Example III A patient with two major wounds, medial and lateral to the extremities after metatarsal amputation, was treated for four months using conventional therapy but did not heal. Within 2 weeks of treatment with PDAF and PDGF as described above, the wound was cleared of obvious infection and began to produce granulation tissue.

38 non-healing ulcers from 28 diabetic patients were treated with PRP paste. The paste prepared from PRP at a concentration of about 10 ⁹ platelets / ml had an average ulcer duration of 6-1 / 2 years before treatment and was combined with Avitene collagen. PDGF / PDAF containing paste was applied daily to the patient every 12 hours for an average of 8 weeks. Necrotic tissue was excised daily.
All affected areas produced granulation tissue with an average of 83% closure compared to the starting wound area. 95% of ulcers were treated successfully, resulting in epithelialization of all wounds or successful skin grafts. Only two of these non-healing ulcers did not heal. The healed ulcer remains closed with no evidence of hyperplastic scars or neoplasia.
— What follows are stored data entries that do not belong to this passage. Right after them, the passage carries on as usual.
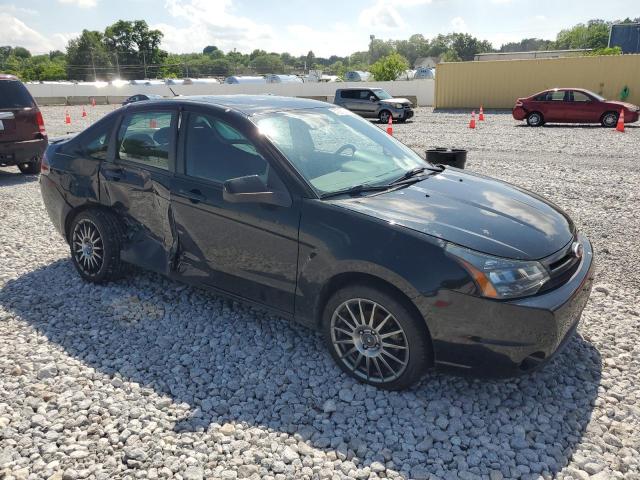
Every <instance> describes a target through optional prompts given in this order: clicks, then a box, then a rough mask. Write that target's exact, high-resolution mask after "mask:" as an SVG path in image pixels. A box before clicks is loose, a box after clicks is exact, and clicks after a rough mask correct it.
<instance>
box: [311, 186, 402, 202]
mask: <svg viewBox="0 0 640 480" xmlns="http://www.w3.org/2000/svg"><path fill="white" fill-rule="evenodd" d="M393 186H394V185H366V184H359V185H354V186H352V187H348V188H343V189H341V190H336V191H335V192H329V193H323V194H322V195H320V198H323V199H324V198H331V197H337V196H339V195H355V194H357V193H364V192H381V191H383V190H389V188H391V187H393Z"/></svg>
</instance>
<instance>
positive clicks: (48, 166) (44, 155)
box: [40, 150, 51, 175]
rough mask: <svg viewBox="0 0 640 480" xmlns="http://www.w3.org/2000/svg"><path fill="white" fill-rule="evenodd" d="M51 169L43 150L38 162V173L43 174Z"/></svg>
mask: <svg viewBox="0 0 640 480" xmlns="http://www.w3.org/2000/svg"><path fill="white" fill-rule="evenodd" d="M50 171H51V165H49V158H47V151H46V150H45V151H44V155H42V161H41V162H40V173H41V174H43V175H46V174H48V173H49V172H50Z"/></svg>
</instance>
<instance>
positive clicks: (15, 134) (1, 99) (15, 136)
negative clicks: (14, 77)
mask: <svg viewBox="0 0 640 480" xmlns="http://www.w3.org/2000/svg"><path fill="white" fill-rule="evenodd" d="M38 112H39V110H38V107H37V105H36V103H35V101H34V100H33V97H32V96H31V94H30V93H29V91H28V90H27V89H26V87H25V86H24V85H23V84H22V83H21V82H19V81H17V80H0V122H1V123H0V142H2V143H5V142H18V141H23V140H33V139H34V138H39V135H40V128H39V126H38V119H37V115H38Z"/></svg>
In view of the present invention, it should be understood that the disclosed embodiments are for the purpose of illustrating the present invention, the scope of which is defined by the following claims.

Claims (2)

[Claims] 1. A drug for topical application for wound healing, which comprises a substance released by platelets in a platelet release reaction. 2. A method for producing a drug for topical application for wound healing, comprising the steps of activating platelets to release a substance and formulating a drug containing the released substance as an active ingredient.